Australia is officially seeking to shore up its role in the Asia-Pacific regional order, following the United States in pivoting toward a fuller embrace of Asia. A government strategy document released over the weekend, “Australia in the Asian Century,” sets out an all-encompassing plan for Australia to engage with and capitalize on relations with its Asian neighbors. Australia has ridden out the global financial crisis largely due China’s insatiable demand for natural resources. Future economic growth, however, will require broadening Australia’s export base. The government of Prime Minister Julia Gillard commissioned the white paper to start planning for a future with deeper and more profitable relationships between Australia and its closest regional partners.

Underpinning the paper’s goals is the assumption that Australia needs to become a more “Asia-literate” and “Asia-capable” nation in order to seize the economic opportunities that will flow from Asia’s burgeoning middle class. The government has outlined a series of measures to achieve this, including ensuring that all school students learn an Asian language; requiring that public- and private-sector boards contain individuals with “deep experience in and knowledge of Asia”; expanding linkages between Australians and Asians for professional development; and supporting an Asia-Pacific free trade area.

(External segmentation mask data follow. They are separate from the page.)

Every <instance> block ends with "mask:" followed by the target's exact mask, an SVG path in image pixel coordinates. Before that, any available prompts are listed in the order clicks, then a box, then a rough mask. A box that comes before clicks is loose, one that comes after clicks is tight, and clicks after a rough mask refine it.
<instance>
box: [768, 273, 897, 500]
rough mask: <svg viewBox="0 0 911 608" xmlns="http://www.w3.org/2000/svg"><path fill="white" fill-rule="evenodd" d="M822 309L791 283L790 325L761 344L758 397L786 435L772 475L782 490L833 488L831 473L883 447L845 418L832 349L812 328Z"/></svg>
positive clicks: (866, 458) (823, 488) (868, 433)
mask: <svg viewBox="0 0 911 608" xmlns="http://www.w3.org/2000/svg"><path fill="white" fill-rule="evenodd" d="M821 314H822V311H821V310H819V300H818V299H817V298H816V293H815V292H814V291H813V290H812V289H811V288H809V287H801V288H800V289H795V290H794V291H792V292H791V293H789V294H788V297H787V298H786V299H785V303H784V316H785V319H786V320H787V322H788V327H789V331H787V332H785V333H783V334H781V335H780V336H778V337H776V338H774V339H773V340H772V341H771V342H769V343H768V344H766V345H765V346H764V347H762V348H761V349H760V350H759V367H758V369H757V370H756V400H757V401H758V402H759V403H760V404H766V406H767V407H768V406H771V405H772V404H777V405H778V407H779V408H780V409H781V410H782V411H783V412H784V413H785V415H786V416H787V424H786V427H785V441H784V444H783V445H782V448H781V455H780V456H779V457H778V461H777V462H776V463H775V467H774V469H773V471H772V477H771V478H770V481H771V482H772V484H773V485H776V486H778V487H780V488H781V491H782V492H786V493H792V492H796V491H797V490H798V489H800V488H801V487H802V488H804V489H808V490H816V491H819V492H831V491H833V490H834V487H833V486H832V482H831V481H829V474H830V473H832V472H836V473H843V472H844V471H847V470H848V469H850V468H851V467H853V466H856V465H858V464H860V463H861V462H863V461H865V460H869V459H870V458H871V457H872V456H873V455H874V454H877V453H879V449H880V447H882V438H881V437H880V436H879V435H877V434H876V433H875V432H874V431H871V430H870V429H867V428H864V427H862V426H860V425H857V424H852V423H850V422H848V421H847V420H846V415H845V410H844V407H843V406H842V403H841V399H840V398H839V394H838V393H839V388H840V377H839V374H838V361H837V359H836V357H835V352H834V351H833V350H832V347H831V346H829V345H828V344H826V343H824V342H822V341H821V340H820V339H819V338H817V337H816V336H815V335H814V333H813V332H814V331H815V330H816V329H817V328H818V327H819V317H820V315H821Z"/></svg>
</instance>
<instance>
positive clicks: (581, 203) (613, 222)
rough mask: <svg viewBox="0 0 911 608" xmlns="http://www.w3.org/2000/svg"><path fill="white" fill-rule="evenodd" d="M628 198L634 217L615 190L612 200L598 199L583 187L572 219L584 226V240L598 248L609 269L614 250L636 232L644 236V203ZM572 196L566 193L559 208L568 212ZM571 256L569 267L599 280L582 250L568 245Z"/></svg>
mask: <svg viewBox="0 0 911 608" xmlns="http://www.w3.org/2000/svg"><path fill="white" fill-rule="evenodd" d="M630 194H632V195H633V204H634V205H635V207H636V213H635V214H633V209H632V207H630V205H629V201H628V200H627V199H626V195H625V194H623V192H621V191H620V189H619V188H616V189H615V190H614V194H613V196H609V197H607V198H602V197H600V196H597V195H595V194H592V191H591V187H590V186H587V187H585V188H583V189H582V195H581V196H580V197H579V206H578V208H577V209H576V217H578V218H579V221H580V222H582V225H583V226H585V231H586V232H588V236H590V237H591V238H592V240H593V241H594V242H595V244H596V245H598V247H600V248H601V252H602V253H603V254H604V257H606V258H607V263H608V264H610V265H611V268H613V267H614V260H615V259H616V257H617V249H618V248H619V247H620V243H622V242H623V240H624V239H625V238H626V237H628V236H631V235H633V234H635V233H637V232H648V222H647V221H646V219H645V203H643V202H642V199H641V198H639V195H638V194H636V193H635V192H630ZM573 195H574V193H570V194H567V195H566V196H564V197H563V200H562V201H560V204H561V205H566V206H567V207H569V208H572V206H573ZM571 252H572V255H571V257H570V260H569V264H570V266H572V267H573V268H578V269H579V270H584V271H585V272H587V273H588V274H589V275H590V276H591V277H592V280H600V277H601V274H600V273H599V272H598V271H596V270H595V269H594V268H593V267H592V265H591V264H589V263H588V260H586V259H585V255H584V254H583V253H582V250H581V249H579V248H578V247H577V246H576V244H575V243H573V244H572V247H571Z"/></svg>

Security issues do not receive headline focus in the white paper, but three distinct challenges to the security environment are identified: increasing pressures on water resources, food and energy supplies and air quality; the growth and modernization of China and India’s defense forces; and the growing empowerment of individuals and nonstate actors. The paper notes that these developments will not themselves make major-power conflict more likely, but they do make the consequences of any conflict more “far reaching and dangerous.” They also “raise the costs of miscalculation” and “give greater urgency to efforts to manage” flash points such as North Korea, the Taiwan Strait, the South China and East China Seas, and India and Pakistan. A defense white paper that is due to be released next year may address these concerns more fully.